Les autorités coopèrent avec plusieurs instituts de recherche vietnamiens et internationaux afin de mieux suivre l’évolution des écosystèmes, de protéger les plages de ponte des tortues marines et de poursuivre le programme de conservation du chevrotain à dos argenté, une espèce endémique longtemps considérée comme disparue.

Parallèlement, des opérations de reboisement et des projets de lutte contre l’érosion côtière contribuent aux objectifs nationaux de neutralité carbone, notamment dans le cadre du projet de “muraille verte” contre la désertification.

La réserve développe également son jardin botanique, ses pépinières, ses centres de sauvegarde de la faune marine et la cartographie numérique de sa biodiversité.

L’implication des communautés locales constitue toutefois l’un des piliers de cette stratégie. Historiquement peuplée par les ethnies Raglay, Cham et Hoa, la zone tampon vit traditionnellement de l’agriculture, de l’élevage, de la saliculture et de l’artisanat.

Afin de réduire la pression exercée sur la zone centrale protégée, la province développe activement l’écotourisme communautaire, le tourisme d’aventure et les séjours d’immersion culturelle.

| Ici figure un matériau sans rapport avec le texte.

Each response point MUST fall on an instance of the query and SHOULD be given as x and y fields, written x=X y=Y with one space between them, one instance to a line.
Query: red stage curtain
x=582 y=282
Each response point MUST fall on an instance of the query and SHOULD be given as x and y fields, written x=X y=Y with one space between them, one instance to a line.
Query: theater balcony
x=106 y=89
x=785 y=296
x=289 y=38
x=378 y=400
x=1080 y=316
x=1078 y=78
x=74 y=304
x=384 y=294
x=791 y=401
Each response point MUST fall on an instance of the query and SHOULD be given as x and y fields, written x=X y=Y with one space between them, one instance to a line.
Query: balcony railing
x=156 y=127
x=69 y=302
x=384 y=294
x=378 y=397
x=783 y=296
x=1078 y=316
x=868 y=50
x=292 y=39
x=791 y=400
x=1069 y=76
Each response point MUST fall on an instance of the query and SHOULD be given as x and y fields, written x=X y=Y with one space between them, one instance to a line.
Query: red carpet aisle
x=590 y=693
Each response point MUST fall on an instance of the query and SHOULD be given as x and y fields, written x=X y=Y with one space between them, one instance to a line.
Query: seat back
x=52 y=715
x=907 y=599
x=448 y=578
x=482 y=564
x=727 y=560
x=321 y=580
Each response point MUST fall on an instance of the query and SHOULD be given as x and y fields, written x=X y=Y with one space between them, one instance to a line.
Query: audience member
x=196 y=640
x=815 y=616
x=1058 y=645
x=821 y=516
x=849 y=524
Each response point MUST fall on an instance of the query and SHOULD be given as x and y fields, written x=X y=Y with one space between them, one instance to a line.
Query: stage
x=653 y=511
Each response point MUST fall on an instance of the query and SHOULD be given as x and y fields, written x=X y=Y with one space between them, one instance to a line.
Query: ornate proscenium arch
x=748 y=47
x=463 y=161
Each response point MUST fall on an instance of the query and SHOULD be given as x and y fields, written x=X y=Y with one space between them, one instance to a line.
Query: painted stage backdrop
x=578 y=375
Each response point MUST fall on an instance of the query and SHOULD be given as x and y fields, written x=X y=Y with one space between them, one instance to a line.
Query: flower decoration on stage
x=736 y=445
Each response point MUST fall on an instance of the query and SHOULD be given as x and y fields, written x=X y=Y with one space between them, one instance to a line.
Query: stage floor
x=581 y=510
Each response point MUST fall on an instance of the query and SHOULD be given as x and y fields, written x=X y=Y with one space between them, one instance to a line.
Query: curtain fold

Les habitants deviennent guides, accueillent les visiteurs chez eux ou participent directement aux activités de protection de la nature, bénéficiant ainsi de nouvelles sources de revenus tout en valorisant leur patrimoine culturel. Cette stratégie porte déjà ses fruits, avec une nette diminution des infractions environnementales dans les espaces protégés.

Au premier semestre 2026, la Réserve mondiale de biosphère de Nui Chua a accueilli plus de 105.000 visiteurs, vietnamiens et étrangers. Au-delà des retombées économiques, cette fréquentation contribue également à renforcer la sensibilisation à la protection de l’environnement grâce à des actions participatives, telles que les campagnes de reboisement ou l’opération hebdomadaire “Vendredi vert”.

Malgré des ressources financières et techniques encore limitées, la province poursuit l’adaptation du zonage afin de mieux connecter les écosystèmes forestiers et marins et de renforcer leur résilience face au changement climatique.

Avec le soutien de l’UNESCO et des autorités nationales, Nui Chua s’affirme aujourd’hui comme un modèle de développement durable, démontrant qu’il est possible de faire de la préservation de la biodiversité un véritable moteur de développement socio-économique.